Commentary

Cracks in Crack Policy

Otis White notes that homicides are on the rise in Oakland and Boston and he predicts this will prompt more mayors to adopt “broken window” approaches to crime control. This approach is often credited with New York’s dramatic drop in crime. Yet:

Several sets of academics have looked again at broken windows, and they’re not convinced that it’s the cure-all Bratton says it is. Latest to weigh in: Bernard Harcourt, a University of Chicago law professor, and Jens Ludwig, a public policy professor at Georgetown. In an article scheduled for publication soon, they write that crime in New York was destined to fall. Reason: The precincts where broken-windows strategies appeared to have the greatest impact were places that were suffering in the 1980s from the crack cocaine epidemic. For reasons unconnected with police strategies, they write, the crack epidemic eased in the 1990s. Bottom line: Bratton arrived as the enemy was beginning its retreat and promptly declared victory. (To download an early version of Harcourt and Ludwig’s paper, click here.) What caused the crack epidemic to ease? The price came down, and dealers were less inclined to risk their lives battling over it, Harcourt and Ludwig say.

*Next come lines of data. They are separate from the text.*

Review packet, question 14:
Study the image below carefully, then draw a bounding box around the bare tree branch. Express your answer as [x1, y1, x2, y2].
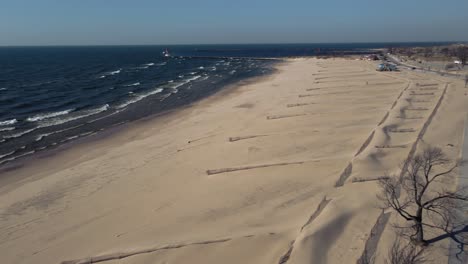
[378, 146, 468, 245]
[385, 238, 427, 264]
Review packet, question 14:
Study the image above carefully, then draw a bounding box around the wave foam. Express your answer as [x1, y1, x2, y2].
[35, 124, 85, 142]
[117, 88, 164, 109]
[86, 110, 121, 124]
[0, 127, 15, 132]
[100, 68, 122, 78]
[3, 128, 37, 140]
[61, 135, 79, 142]
[162, 75, 202, 95]
[37, 104, 109, 128]
[35, 133, 52, 142]
[110, 69, 121, 75]
[0, 87, 6, 91]
[0, 151, 35, 165]
[125, 82, 140, 87]
[0, 119, 17, 126]
[27, 109, 74, 122]
[0, 151, 15, 159]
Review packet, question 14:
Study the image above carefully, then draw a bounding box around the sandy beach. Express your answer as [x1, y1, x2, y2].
[1, 58, 467, 264]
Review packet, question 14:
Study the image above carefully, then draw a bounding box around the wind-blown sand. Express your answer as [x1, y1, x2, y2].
[0, 58, 467, 264]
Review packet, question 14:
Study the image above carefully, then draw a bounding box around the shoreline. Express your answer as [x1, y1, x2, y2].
[1, 57, 467, 264]
[0, 53, 278, 168]
[0, 60, 283, 177]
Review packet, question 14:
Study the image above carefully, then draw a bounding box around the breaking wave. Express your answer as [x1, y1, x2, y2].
[0, 119, 17, 126]
[0, 127, 15, 132]
[26, 109, 74, 122]
[125, 82, 140, 87]
[0, 151, 15, 160]
[117, 88, 164, 109]
[37, 104, 109, 128]
[3, 128, 37, 140]
[100, 68, 122, 78]
[0, 151, 35, 165]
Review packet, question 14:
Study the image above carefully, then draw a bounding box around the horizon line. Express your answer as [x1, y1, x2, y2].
[0, 40, 466, 48]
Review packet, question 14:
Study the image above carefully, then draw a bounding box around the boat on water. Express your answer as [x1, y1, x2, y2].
[162, 48, 171, 58]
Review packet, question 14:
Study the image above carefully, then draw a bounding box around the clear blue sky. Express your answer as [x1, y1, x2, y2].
[1, 0, 467, 46]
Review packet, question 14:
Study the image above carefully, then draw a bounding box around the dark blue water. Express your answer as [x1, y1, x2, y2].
[0, 43, 452, 165]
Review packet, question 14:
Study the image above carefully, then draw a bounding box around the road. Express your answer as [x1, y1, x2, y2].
[386, 54, 464, 79]
[448, 114, 468, 264]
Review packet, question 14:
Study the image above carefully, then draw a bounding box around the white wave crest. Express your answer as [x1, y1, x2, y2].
[0, 87, 7, 91]
[125, 82, 140, 87]
[35, 133, 52, 142]
[61, 135, 79, 142]
[3, 128, 37, 140]
[145, 63, 155, 66]
[37, 104, 109, 128]
[170, 75, 201, 90]
[0, 119, 17, 126]
[117, 88, 164, 109]
[35, 124, 85, 141]
[0, 151, 35, 165]
[187, 75, 202, 82]
[110, 69, 121, 75]
[0, 127, 15, 132]
[87, 110, 122, 124]
[100, 68, 122, 78]
[27, 109, 74, 122]
[0, 151, 15, 159]
[165, 75, 202, 94]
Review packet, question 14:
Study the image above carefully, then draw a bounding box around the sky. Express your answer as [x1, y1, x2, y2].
[1, 0, 467, 46]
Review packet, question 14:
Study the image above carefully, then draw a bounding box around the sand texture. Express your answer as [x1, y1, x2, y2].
[0, 58, 467, 264]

More evidence that drugs aren’t as dangerous as drug prohibition. Writing in Crack in America, Goldstein et al point out that the “vast bulk of crack-related homicides occurred between dealers or between dealers and users.” Back to White:

[Harcourt and Ludwig] point to another study that seems to contradict the idea that orderly neighborhoods are an antidote to crime. It was a study of public-housing residents who were relocated from their high-crime high-rises to more affluent, orderly neighborhoods. The result: little change in the crime rates among the transplanted families. “…Moving people to communities with less social or physical disorder – the key intervening factor in the original Wilson and Kelling broken-windows hypothesisââ?¬â??on balance does not lead to reductions in their criminal behavior,” Harcourt and Ludwig write.